Speaker to Animals wrote:The whole business of speaking of it in terms of rights is silly. It's something most of us want to provide to people as long as we can afford it. That's not a right. It's a privilege of being an American.
That said.. this is fucking unbelievable. These cuckservatives will be the death of us. We might as well just let Obamacare die and put the uninsured on Medicare. I am not sure how to fund that. Maybe we should double our Medicare taxes to cover the uninsured? I don't really know. But that can't be worse than this.
+1
The problem with single payer health care is that you put full control over the market into the hands of the government. If your government is responsible, maybe they do a decent job and people get good care. If your government is the US government, well we already HAVE the VA health care system and Medicare, and we've seen how badly they are managed. The US government spends as much per citizen on health care as the UK government does, but while the UK government provides universal health care with that spending in the US we get much less. And the US government doesn't get good value for its money when it spends on health care either.
Some people don't really care about this. So long as things are "fair", they don't care if that means we over-spend and under-perform. You see that same mentality with regard to public schools. And if we complain that many public schools the solution is always a generic "more money" argument, and not anything specific to DO with that money. Social services require careful oversight, since there is no market to turn to if your providers to crap work. A market punishes those whose customers are unhappy or dissatisfied because they go elsewhere, a social service often doesn't depend on results for funding though and can just become a money hole.
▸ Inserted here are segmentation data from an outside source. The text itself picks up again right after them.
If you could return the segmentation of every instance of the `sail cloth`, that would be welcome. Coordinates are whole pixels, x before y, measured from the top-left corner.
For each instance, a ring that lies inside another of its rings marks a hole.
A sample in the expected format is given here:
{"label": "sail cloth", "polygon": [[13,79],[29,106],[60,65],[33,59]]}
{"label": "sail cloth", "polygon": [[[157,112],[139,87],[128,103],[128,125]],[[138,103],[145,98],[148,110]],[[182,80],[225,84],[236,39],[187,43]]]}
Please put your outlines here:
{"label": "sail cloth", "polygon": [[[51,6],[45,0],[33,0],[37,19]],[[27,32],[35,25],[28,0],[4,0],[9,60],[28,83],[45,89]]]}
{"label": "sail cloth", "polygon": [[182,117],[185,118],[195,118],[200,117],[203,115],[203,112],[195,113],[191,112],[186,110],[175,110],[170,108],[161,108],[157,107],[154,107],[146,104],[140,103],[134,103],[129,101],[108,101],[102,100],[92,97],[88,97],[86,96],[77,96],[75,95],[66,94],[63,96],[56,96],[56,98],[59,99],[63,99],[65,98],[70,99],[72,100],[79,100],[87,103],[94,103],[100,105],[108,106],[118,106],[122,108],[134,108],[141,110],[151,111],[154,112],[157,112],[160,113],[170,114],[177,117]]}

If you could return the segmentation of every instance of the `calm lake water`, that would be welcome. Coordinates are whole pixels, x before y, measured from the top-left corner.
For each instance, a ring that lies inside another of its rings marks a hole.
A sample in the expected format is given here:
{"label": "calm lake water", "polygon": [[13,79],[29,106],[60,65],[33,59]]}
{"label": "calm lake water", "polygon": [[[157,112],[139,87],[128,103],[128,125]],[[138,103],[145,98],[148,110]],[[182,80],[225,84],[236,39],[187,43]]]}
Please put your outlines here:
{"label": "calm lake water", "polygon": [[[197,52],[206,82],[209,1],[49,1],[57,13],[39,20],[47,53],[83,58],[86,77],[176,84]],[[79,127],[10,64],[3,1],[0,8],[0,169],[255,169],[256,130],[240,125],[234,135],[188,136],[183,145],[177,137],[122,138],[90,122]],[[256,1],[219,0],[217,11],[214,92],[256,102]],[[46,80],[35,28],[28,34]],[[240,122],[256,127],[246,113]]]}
I really don't think many people are saying that the poor or unemployed should just die from their lack of health care and be ignored. Claiming that this is the position of one's opposition is rationally dishonest. In the US, we already do mandate that an ER has to take in any emergency case and provide treatment. And while it isn't ideal, we also have bankruptcy for those who find themselves $400k in debt and unable to pay it. For most people, it really isn't a question of whether to help those in need here, but what kind of a model will best do that. A market doesn't mean that those unable to pay are just screwed, it means that people can negotiate what they care about the most and that those who need help can be offered it through independent mechanisms. That's mostly what I'd like to see. I understand the arguments of those who want other things.